This is good news for people who live near parks, but less helpful for those in communities with poor access to green space. Inequality is unlikely to come about by random chance since neighbourhoods containing greenery are often highly desirable [36–38] and more costly to buy into [39, 40]. People on low incomes already shoulder the vast burden of preventable lifestyle-related health conditions. They have the most to gain from green spaces, yet may have the poorest access through a lack of purchasing power.

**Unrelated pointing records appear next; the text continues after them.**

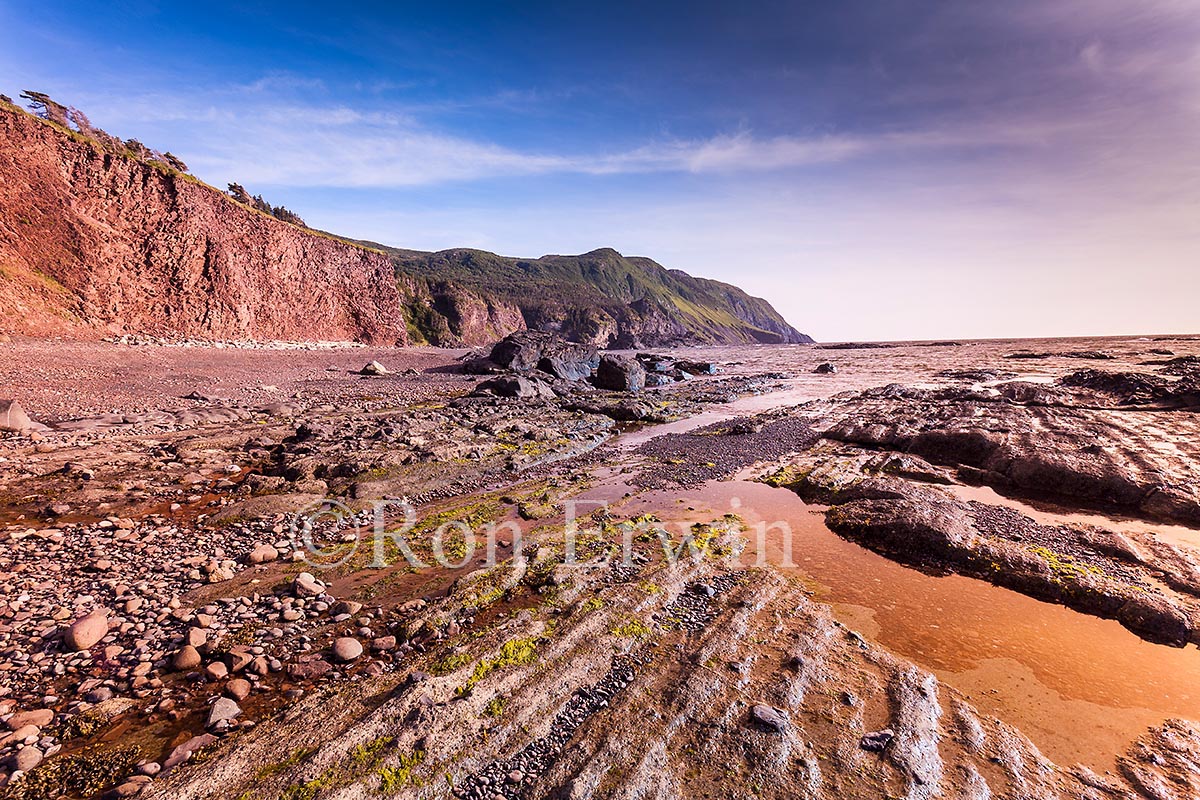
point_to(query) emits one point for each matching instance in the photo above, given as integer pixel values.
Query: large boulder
(13, 417)
(527, 350)
(621, 373)
(88, 631)
(515, 386)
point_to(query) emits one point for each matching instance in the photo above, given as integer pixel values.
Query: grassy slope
(601, 278)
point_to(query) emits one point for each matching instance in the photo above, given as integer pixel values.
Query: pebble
(88, 631)
(769, 716)
(238, 689)
(187, 657)
(223, 710)
(877, 740)
(347, 649)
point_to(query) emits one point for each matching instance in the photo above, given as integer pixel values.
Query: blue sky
(875, 169)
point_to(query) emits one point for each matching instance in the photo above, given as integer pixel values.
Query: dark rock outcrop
(621, 373)
(527, 350)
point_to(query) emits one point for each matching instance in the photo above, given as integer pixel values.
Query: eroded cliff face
(95, 244)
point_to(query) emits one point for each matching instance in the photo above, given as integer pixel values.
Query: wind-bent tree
(42, 106)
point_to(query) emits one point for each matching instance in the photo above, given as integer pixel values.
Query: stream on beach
(1080, 687)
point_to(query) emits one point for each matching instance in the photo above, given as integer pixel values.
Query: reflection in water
(1079, 686)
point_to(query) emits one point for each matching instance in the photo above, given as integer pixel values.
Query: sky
(877, 170)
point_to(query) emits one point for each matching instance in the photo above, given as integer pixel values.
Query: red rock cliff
(95, 244)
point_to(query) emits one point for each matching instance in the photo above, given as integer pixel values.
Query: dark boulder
(621, 373)
(697, 367)
(567, 367)
(515, 386)
(13, 417)
(655, 362)
(528, 350)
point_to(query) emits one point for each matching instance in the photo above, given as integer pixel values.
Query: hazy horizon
(929, 172)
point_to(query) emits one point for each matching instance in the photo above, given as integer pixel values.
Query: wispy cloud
(333, 145)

Do low income neighbourhoods have less green space? Some research has reported corroborative evidence that disadvantaged neighbourhoods lack proximity to green space [33, 41], though other work has reported this social injustice is not universal across national contexts [42–44]. Nor is such an association necessarily consistent between cities within the same country. In Australia, a National Urban Policy was implemented in 2011 with the aim to nurture a ‘productive, sustainable and liveable future’ . Yet, variations in built environment planning policies at the state-level may have resulted in differences in the equity of green space availability between cities that are difficult to predict. In Melbourne, for example, the ‘Victorian Planning Provisions’ (VPP) state local parks are to be located within a 400 m safe walking distance of at least 95% of all dwellings . In Perth, by contrast, it is a requirement that 10% of all sub-divisible land is allocated to parks and other open spaces .

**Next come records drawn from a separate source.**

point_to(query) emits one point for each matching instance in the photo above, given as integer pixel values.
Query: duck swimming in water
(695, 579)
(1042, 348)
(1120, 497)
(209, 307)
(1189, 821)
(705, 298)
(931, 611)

In Australia, a lack of green space data with nationwide coverage and harmonious definition has hitherto inhibited multi-city investigations of this important public health question. With data fitting this description now available, the purpose of this paper was to investigate for the first time to what extent green space availability is associated with neighbourhood socioeconomic circumstances within Australia’s biggest cities. We were particularly interested in specific minimum amounts of green space available across neighbourhood disadvantage and the variation between cities. This focus upon amount was due to and because of emerging evidence suggesting that while a little green space is beneficial for wellbeing, large amounts are more likely to promote healthy and active lifestyles [20, 21].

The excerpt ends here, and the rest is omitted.